No matter how talented you are at cooking for one, when you live alone and are grocery shopping for one, you will ultimately end up wasting food. Several years ago, a neighbor and I decided to split a CSA and when it arrived on Friday, we were plenty excited about the daikon radishes, beets and seemingly endless supply of fresh basil. Come Sunday, when we were ready to cook for the week, our organic, preservative-free produce was shriveled and wilted.

We might as well have been throwing our $24 per week directly down the trash incinerator in our apartment building.

It’s hard to be a savvy shopper when you’re single or if you have different dietary restrictions than the rest of the people in your household. If your schedule is prone to late nights at work or spontaneous dinners out, you’ve probably thrown away more than your share of defrosted shrimp and salmon.

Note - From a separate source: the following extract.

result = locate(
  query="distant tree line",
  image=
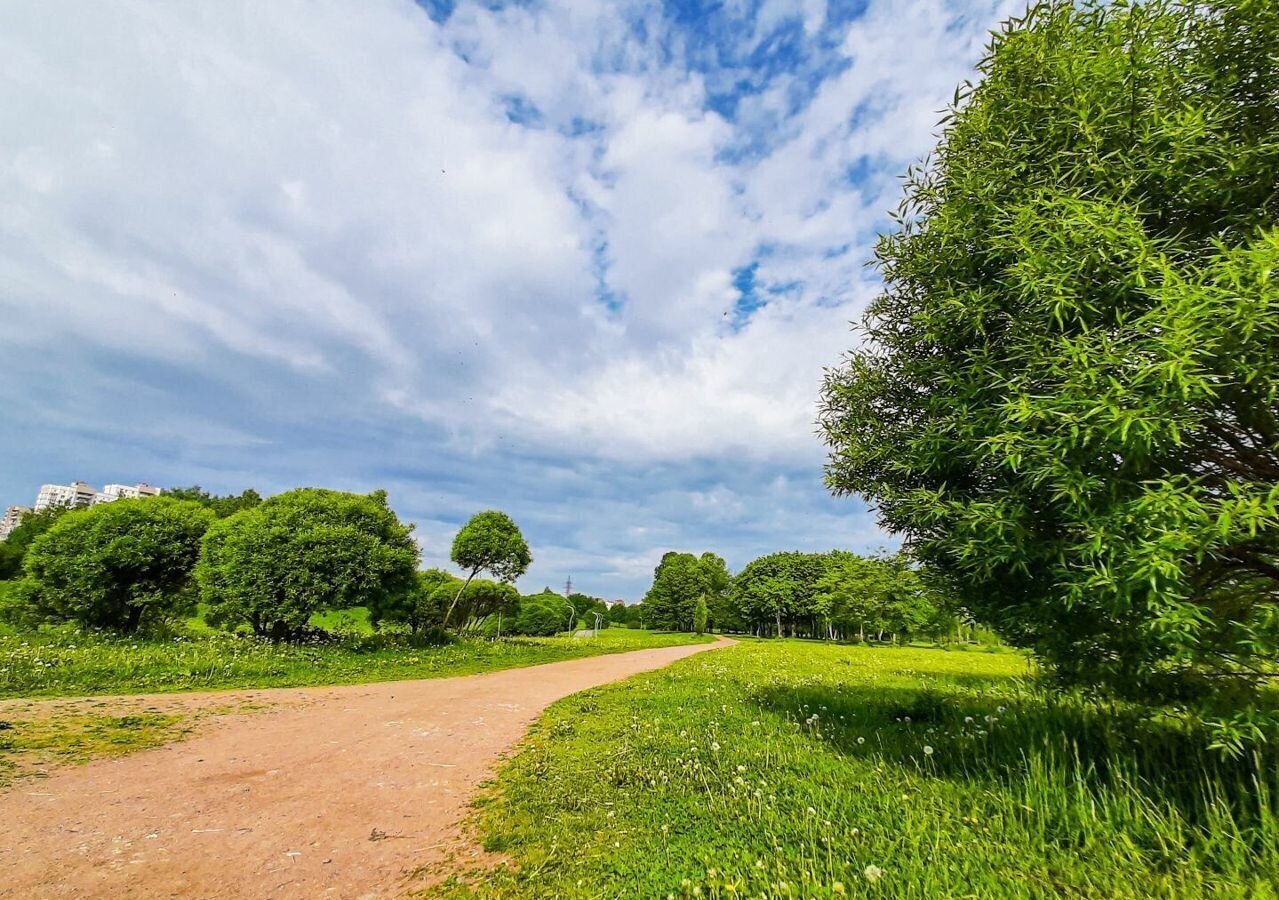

Simply put, shopping for one, or even two, is no easy feat. Next time you’re in the grocery store, follow a few easy tips for stocking a fridge, freezer and pantry that will leave you with all of the fixings for healthy meals without the waste.

shopping for one

Photo: Leigh Loftus

Shop the freezer aisle

I’m not proud of it, but it happens. I pull my asparagus and zucchini out of the refrigerator to prep vegetables for grilling and sure enough, my asparagus are limp and brown and the zucchini looks more like a summer squash.

If you frequently cook vegetables with your dinner or even in your morning omelets, head to the freezer aisle. Frozen vegetables have as many (if not more) nutrients as fresh and are often individually flash frozen, so you can pull just as much frozen spinach or broccoli florets as you need from a bag, then stash the rest back in the freezer.

Frozen shrimp and individually packaged chicken breasts that you can stash in the freezer are also solid purchases — just remember to take them out to defrost in the morning if you’re planning to cook them when you get home from work.

Shop for prepared foods

If the thought of cutting up a cucumber a day to eat with your hummus sendings you running to the vending machine, then I’ll see you there. Some weeks, it’s worth it to spend two hours on a Sunday night preparing all of your fruits, vegetables and lunches for the week. Other times, it’s worth it to spend the extra dollar or two or three to buy pre-washed, pre-cut vegetables from the produce section.

If you can’t find the time to whip up a fresh marinade for your chicken or seafood, check out the offerings at your fish or poultry counter. Many grocery stores, even run of the mill markets, have marinated chicken teriyaki, salmon with mango salsa or shrimp kabobs that all you have to do is toss into the oven or on the grill. You’ll pay extra, but if you’re skipping the ingredients that you would have bought for a marinade or sauce, it will probably even out in the wash.

shopping for one

Photo: Leigh Loftus

Shop the cheese counter

One of my personal favorite parts of the grocery store, the cheese counter is the universal solution for single people who let eight or 16-ounce packages of cheese spoil before you can use them. Most grocery stores have, in addition to the dairy aisle, a specialty cheese counter where you can pick up gruyere and mozzarella cheeses for pasta dishes, queso fresco and manchego cheese for tacos and fajitas.

Most cheese counters will even slice off small 2-3 ounce portions for pre-dinner snacking, which, if you’re anything like me, will keep you from eating an eight ounce portion of cheese while your pasta cooks.

You can apply this same idea to pretty much any specialty area of the grocery store. Look for miniature baguettes or sourdough rolls at the bakery as an alternative to full sized baguettes or stock up on modest portions of olives for snacking, pastas…or even more likely, martinis.

Shop the salad bar

Do you know how easy it actually is to make a quinoa salad when you have the cooked quinoa and all of your ingredients? Some people love the chopping, mixing and stirring, but if your quinoa usually winds up charred at the bottom of a pot, it’s worth paying the per pound salad bar price to get the salad you’re craving.

If you only need single or double servings of a perishable ingredient, buy it from your grocery store’s salad bar. I’ve foraged cooked quinoa, chicken breast, hard boiled eggs, black beans and even chopped vegetables from the salad bar and it saves time, money and possibly, sanity.